←back to thread

564 points nimbusega | 1 comments | | HN request time: 0.236s | source
Show context
nimbusega ◴[] No.42067000[source]
I made this to experiment with embeddings and explore how different ways of displaying information affect your perception.

It gets the top 100 stories, sends their html to GPT-4 to extract the main content (this was not producing good enough results with html parsing) and then gets an embedding using the title and content.

Likes/dislikes are stored in local storage and compared against all stories using cosine similarity to find the most relevant stories.

It costs about $10/day to run. I was thinking of offering additional value for a small subscription. Maybe more pages of the newspaper, full story content/comments, a weekly digest or ePub export or something?

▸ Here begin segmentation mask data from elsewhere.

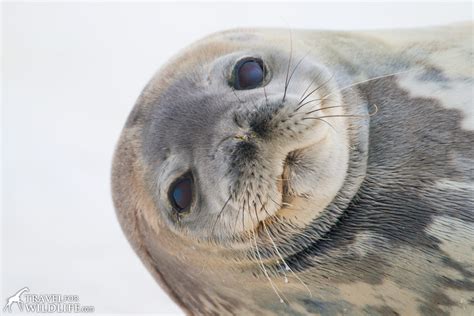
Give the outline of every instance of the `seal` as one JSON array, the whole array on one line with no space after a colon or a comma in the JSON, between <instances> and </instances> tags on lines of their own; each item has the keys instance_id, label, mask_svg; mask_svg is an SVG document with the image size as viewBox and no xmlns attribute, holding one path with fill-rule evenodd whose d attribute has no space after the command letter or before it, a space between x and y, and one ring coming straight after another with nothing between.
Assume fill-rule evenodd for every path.
<instances>
[{"instance_id":1,"label":"seal","mask_svg":"<svg viewBox=\"0 0 474 316\"><path fill-rule=\"evenodd\" d=\"M472 24L236 29L130 113L119 222L196 315L474 312Z\"/></svg>"}]
</instances>

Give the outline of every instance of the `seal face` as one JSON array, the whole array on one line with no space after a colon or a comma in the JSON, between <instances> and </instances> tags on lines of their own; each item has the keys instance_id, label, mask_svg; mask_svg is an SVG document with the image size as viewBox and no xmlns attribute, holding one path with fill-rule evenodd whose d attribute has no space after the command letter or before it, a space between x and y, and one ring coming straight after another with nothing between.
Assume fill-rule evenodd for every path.
<instances>
[{"instance_id":1,"label":"seal face","mask_svg":"<svg viewBox=\"0 0 474 316\"><path fill-rule=\"evenodd\" d=\"M190 314L474 311L469 29L233 30L181 52L114 158L137 254Z\"/></svg>"},{"instance_id":2,"label":"seal face","mask_svg":"<svg viewBox=\"0 0 474 316\"><path fill-rule=\"evenodd\" d=\"M142 155L153 166L147 187L167 225L226 243L277 216L287 218L283 226L319 217L349 160L347 114L329 72L300 57L290 73L288 53L264 46L209 57L173 79L143 124ZM289 89L296 74L298 86ZM177 208L175 186L183 178L193 179L189 205Z\"/></svg>"}]
</instances>

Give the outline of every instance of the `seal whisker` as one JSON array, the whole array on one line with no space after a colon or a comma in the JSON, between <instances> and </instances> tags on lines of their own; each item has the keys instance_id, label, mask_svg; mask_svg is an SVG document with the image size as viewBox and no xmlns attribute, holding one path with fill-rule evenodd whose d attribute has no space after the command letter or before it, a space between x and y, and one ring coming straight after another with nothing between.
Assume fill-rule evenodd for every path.
<instances>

replies(4): >>42067307 #>>42067813 #>>42072116 #>>42072371 #
ketzo ◴[] No.42067307[source]
I think some of the highest value from HN comes from the comments, and it's much harder to find the "best" ones, since they might be in threads you might not have otherwise read.

Not sure if it's a "premium feature" so to speak, but would be very cool to extend this to comments generally.

replies(2): >>42067598 #>>42077536 #
nimbusega ◴[] No.42067598[source]
Definitely, comments are usually better than the article. I thought of a 'Letters to the Editors' section that shows top comments (https://news.ycombinator.com/bestcomments) and references the parent story, but it might not be as useful without the context.

Maybe 'See Comments' here could load the comments on the same page? In a newspaper like style.

replies(1): >>42073635 #
1. genewitch ◴[] No.42073635[source]
AI should be able to do "good enough" sentiment analysis combined with the "votes" should be able to quickly find agree/disagree and the quality of the comment - which should not be based merely on the number of complex words, or the length.

i certainly suspect that the 4chan and reddit datasets, combined with HN's, and building a LoRA that ranks the 4chan and reddit stuff lower and the good HN stuff higher. essentially, subtract all reddit and 4chan style comments from the set of HN comments' weights. Training SD loras was pretty quick but i haven't looked into LLM loras. regardless, the LLM with the HN-4chan&reddit can do sentiment analysis and use the votes; just feed it csv or json: votes, user, comment. I guess you could do votes/age as a cleanup, too.

All this to say i still wouldn't read or use it. I'm not a fan of robots entertaining me.